Roughly 77% of Chicago public school students are economically disadvantaged, according to the school district.
Wilson owns the cycling shop but also operates after-school programs for middle and high school students, teaching them health and wellness, bike repair and even job training. He said the majority of the youth his program serves are low-income.
Wilson said students have hung out in his shop during school hours since the strike started, but he doesn't have the resources to add more programming to keep them busy.
"We don't have capacity. ... We try to accommodate them the best we can," Wilson said.
Wilson said he supports the teachers union's goal of making Chicago public schools "a better place for students."

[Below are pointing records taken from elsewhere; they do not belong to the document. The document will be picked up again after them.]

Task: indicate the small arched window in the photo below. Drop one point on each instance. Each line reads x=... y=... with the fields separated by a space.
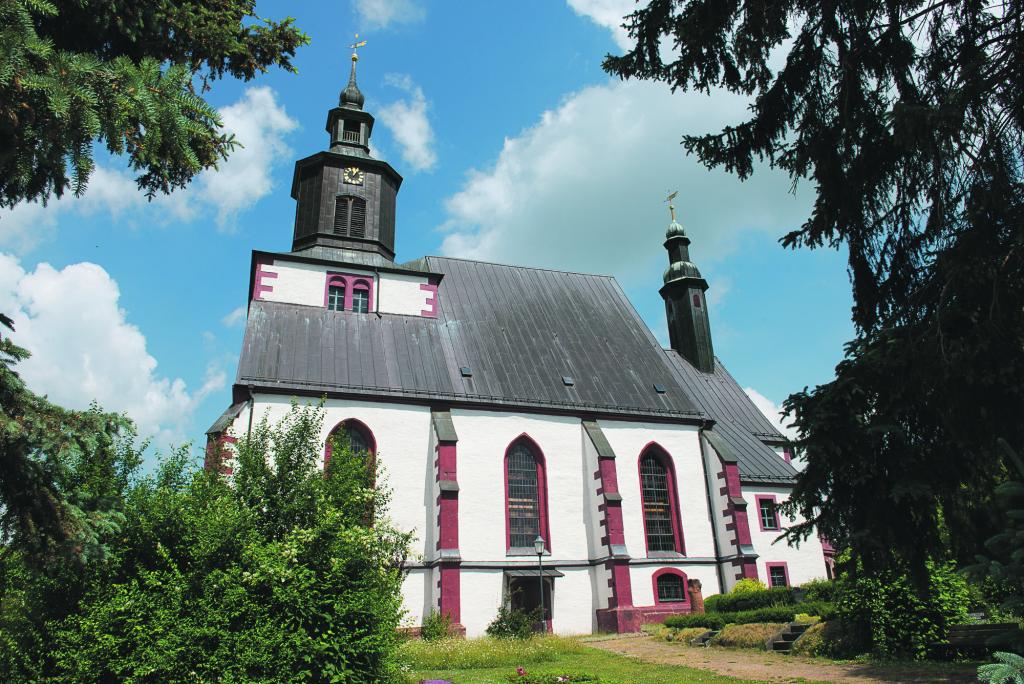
x=336 y=296
x=354 y=435
x=350 y=216
x=660 y=508
x=670 y=587
x=360 y=298
x=525 y=496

Lightfoot blasted union President Jesse Sharkey Wednesday night. She claimed he "moved the goalposts" by blindsiding her with the demand that teachers be compensated for strike days. Lightfoot said Sharkey didn't bring up the demand during a three-and-a-half-hour meeting they had ahead of the tentative agreement being reached.
"I've been clear from day one that [Chicago Public Schools] would not make up any strike days and at this late hour we are not adding any new issues. CPS has given [the union] a historic deal," Lightfoot told reporters on Wednesday night. "I'm not compensating them for days they were out on strike."
The union blasted Lightfoot for "hypocrisy."
"She and her bargaining team fanatically insisted that elementary teachers couldn’t have a 30-minute morning prep because it would 'reduce instructional time.' Yet, now they have the opportunity to make up days of instruction. What reason, other than sheer vindictiveness, would they have for passing up this opportunity?" the union said in a statement early on Thursday morning.
Teachers could risk losing health insurance coverage at the start of November. Union leaders said this week that their 25,000 members will have to weigh the "risks and rewards" of continuing.
The Associated Press contributed to this report.